Они нашли Гутьереса в баре, он играл в бильярд с Харрисоном. Гутьерес кивнул, приветствуя Дрей и Тима, потом заговорил мягким тоном, которым теперь с ними разговаривали все:
– Ну как вы, ребята? Держитесь?
– Спасибо, все в порядке. Можно вас на минутку?
– Конечно, Рэк. Не вопрос.
Вслед за Тимом и Дрей детективы вышли из бара на стоянку.
– Ходят слухи, что вы прикрыли версию о сообщнике, – сказал Тим.
– Она не подтвердилась.
– Вы проверили эпизоды, по которым привлекался Кинделл? Тогда у него был сообщник?
– Мы плотно сотрудничаем с окружной прокуратурой, но не нашли никаких доказательств того, что там был кто-то еще. Мы отработали все версии. Вы прекрасно знаете, что мы не можем посвящать в дела следствия родителей жертв.
– Поздновато ты об этом вспомнил, – вставила Дрей.
– Вы не можете быть объективны. Не видите перспективы.
– Как вы нашли тело Джинни? – спросил Тим. – Ведь устье реки – достаточно отдаленный уголок, не так ли?
Харрисон резко выдохнул; в холодном воздухе изо рта у него шел пар:
– Анонимный звонок.
– Мужчина или женщина?
– Послушай, мы не обязаны…
– Это был мужской голос или женский?
Гутьерес сложил руки на груди, раздражение в нем начинало перерастать в злость:
– Мужской.
– Вы отследили его? Записали на пленку?
– Нет, звонок был сделан на номер одного из детективов отделения.
– Не на номер 911? Не к диспетчеру? – спросила Дрей. – Кто мог знать личный номер?
– Кто стремился прикрыть свою задницу, – сказал Тим. – Кто-то, кто опасался быть обвиненным в соучастии или боялся, что его вычислят по звонку. Например, сообщник.
Харрисон сделал шаг вперед, вплотную подойдя к Тиму:
– Слушай-ка, Фокс Малдер, ты себе даже не представляешь, сколько анонимных наводок мы получаем. Это не означает, что парень замешан в убийстве. Это мог быть условно-досрочно освобожденный, испуганный ребенок, который не захотел впутываться в мокрое дело, или бомж, нюхавший клей.

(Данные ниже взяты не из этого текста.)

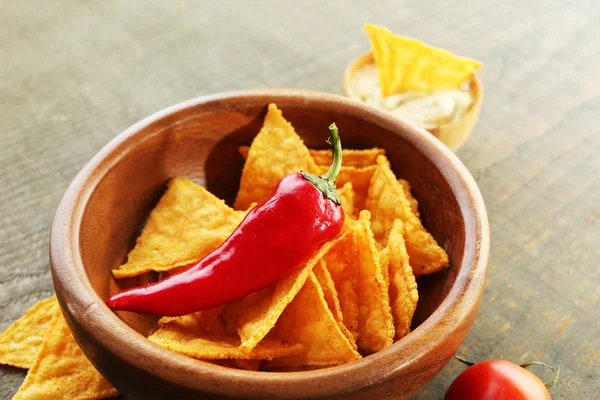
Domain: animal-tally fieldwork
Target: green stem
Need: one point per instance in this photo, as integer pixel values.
(462, 360)
(336, 148)
(526, 365)
(555, 370)
(326, 183)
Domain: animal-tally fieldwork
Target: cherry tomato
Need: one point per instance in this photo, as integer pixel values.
(497, 380)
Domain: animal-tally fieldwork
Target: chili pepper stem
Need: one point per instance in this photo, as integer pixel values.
(326, 183)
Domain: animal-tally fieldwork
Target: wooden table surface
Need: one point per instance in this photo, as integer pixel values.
(74, 74)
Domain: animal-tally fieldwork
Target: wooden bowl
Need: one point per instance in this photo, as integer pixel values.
(454, 133)
(101, 214)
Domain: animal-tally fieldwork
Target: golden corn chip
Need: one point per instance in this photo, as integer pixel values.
(387, 201)
(244, 150)
(20, 343)
(409, 65)
(255, 315)
(350, 157)
(204, 320)
(375, 322)
(346, 194)
(276, 151)
(403, 287)
(248, 365)
(61, 370)
(341, 262)
(414, 204)
(308, 320)
(331, 297)
(243, 213)
(360, 179)
(188, 223)
(353, 263)
(185, 335)
(384, 260)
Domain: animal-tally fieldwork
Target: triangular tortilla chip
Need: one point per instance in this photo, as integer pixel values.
(275, 152)
(342, 263)
(255, 315)
(308, 320)
(403, 286)
(353, 262)
(414, 204)
(375, 322)
(346, 194)
(20, 343)
(186, 335)
(61, 370)
(248, 365)
(187, 223)
(409, 65)
(203, 320)
(360, 179)
(387, 201)
(331, 297)
(324, 158)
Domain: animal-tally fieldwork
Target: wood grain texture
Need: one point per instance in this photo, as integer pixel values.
(74, 74)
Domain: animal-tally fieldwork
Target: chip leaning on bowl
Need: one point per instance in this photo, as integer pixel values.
(356, 296)
(426, 85)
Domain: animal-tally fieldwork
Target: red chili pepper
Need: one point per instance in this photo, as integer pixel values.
(276, 238)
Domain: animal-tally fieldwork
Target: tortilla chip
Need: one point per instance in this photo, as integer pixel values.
(203, 320)
(414, 204)
(255, 315)
(360, 179)
(350, 157)
(346, 194)
(276, 151)
(243, 213)
(330, 293)
(308, 320)
(248, 365)
(187, 223)
(409, 65)
(353, 262)
(186, 335)
(20, 343)
(375, 322)
(61, 370)
(244, 151)
(387, 201)
(384, 260)
(403, 286)
(342, 264)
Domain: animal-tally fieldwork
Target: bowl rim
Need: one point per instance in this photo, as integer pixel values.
(92, 315)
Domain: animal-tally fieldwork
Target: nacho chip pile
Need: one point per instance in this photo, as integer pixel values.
(356, 296)
(41, 342)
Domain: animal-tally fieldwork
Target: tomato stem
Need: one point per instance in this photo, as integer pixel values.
(462, 360)
(555, 370)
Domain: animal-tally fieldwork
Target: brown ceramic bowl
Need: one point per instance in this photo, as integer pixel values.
(103, 210)
(454, 133)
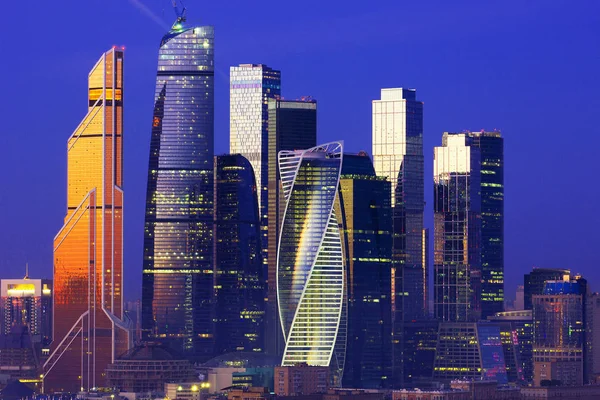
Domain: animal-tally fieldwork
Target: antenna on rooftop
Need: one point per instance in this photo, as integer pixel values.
(180, 14)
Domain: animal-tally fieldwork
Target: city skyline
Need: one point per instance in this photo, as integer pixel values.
(20, 247)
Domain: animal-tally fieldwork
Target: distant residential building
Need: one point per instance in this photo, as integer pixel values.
(587, 392)
(27, 303)
(471, 351)
(559, 333)
(147, 367)
(592, 357)
(239, 283)
(301, 380)
(520, 298)
(258, 393)
(239, 369)
(420, 342)
(185, 390)
(434, 394)
(20, 355)
(516, 329)
(535, 281)
(365, 214)
(292, 125)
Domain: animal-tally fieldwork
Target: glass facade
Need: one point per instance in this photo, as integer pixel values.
(457, 229)
(516, 328)
(311, 281)
(491, 147)
(88, 250)
(292, 125)
(470, 351)
(178, 275)
(397, 132)
(239, 282)
(559, 332)
(27, 302)
(535, 281)
(367, 228)
(420, 341)
(250, 88)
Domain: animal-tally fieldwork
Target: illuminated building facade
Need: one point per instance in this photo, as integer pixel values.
(177, 287)
(250, 88)
(491, 149)
(559, 333)
(516, 329)
(292, 125)
(27, 302)
(367, 226)
(420, 342)
(88, 251)
(397, 133)
(311, 278)
(239, 283)
(457, 229)
(535, 281)
(471, 351)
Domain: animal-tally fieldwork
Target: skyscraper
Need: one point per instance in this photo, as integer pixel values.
(365, 214)
(559, 333)
(471, 351)
(397, 133)
(457, 229)
(398, 156)
(535, 281)
(250, 88)
(88, 250)
(178, 274)
(292, 125)
(311, 279)
(239, 282)
(491, 148)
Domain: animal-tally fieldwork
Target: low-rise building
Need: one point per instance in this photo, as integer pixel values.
(301, 379)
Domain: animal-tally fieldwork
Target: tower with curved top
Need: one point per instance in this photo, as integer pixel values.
(311, 280)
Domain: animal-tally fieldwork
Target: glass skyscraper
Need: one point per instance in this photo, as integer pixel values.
(559, 332)
(491, 148)
(398, 156)
(457, 229)
(178, 273)
(292, 125)
(239, 281)
(397, 132)
(471, 351)
(365, 214)
(535, 281)
(88, 251)
(311, 278)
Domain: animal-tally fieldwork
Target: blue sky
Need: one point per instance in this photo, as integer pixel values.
(529, 69)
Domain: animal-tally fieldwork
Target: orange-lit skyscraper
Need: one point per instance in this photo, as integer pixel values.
(88, 250)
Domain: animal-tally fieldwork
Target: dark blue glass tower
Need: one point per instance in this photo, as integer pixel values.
(367, 223)
(178, 243)
(239, 281)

– Точно, у всех бомжей-токсикоманов, подсевших на клей, есть личные номера детективов мурпарского полицейского участка, – заметила Дрей.
– Номер есть в справочнике.
– Бомж с телефонным справочником, – сказал Тим.

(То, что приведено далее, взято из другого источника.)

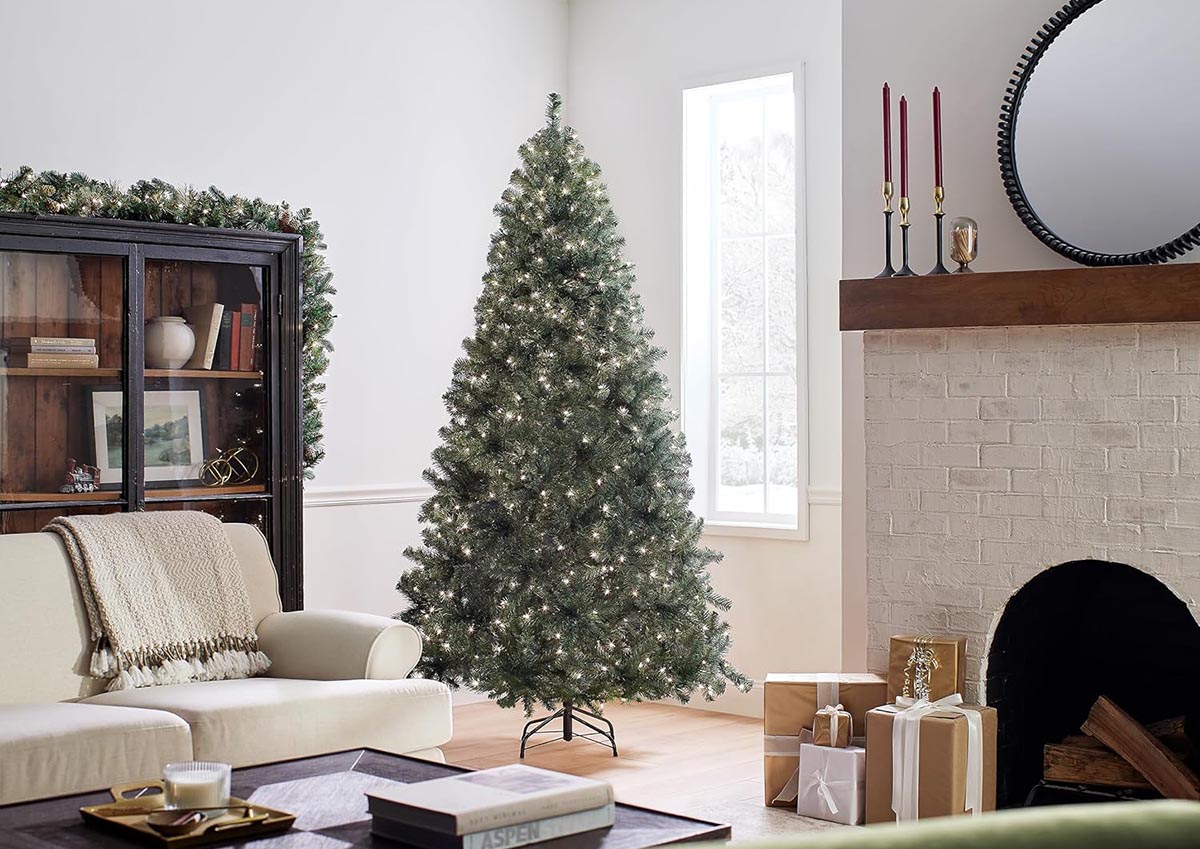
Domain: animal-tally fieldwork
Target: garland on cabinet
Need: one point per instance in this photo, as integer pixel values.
(155, 200)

– Эй, послушай, ты упустил свой шанс разобраться с этим делом. Мы тебе давали этот шанс. И знаешь что? Ты хотел, чтобы все было честно, по закону. Ладно, хорошо. Мы уважаем твое желание. Но это значит, что теперь ты не контролируешь ситуацию. Вы – родители жертвы и не должны и близко подходить к этому делу, иначе мы обвиним вас в воспрепятствовании следствию. Ваша дочь мертва, и мы поймали подонка, который ее убил. Дело закрыто. Возвращайтесь домой и утешайте друг друга.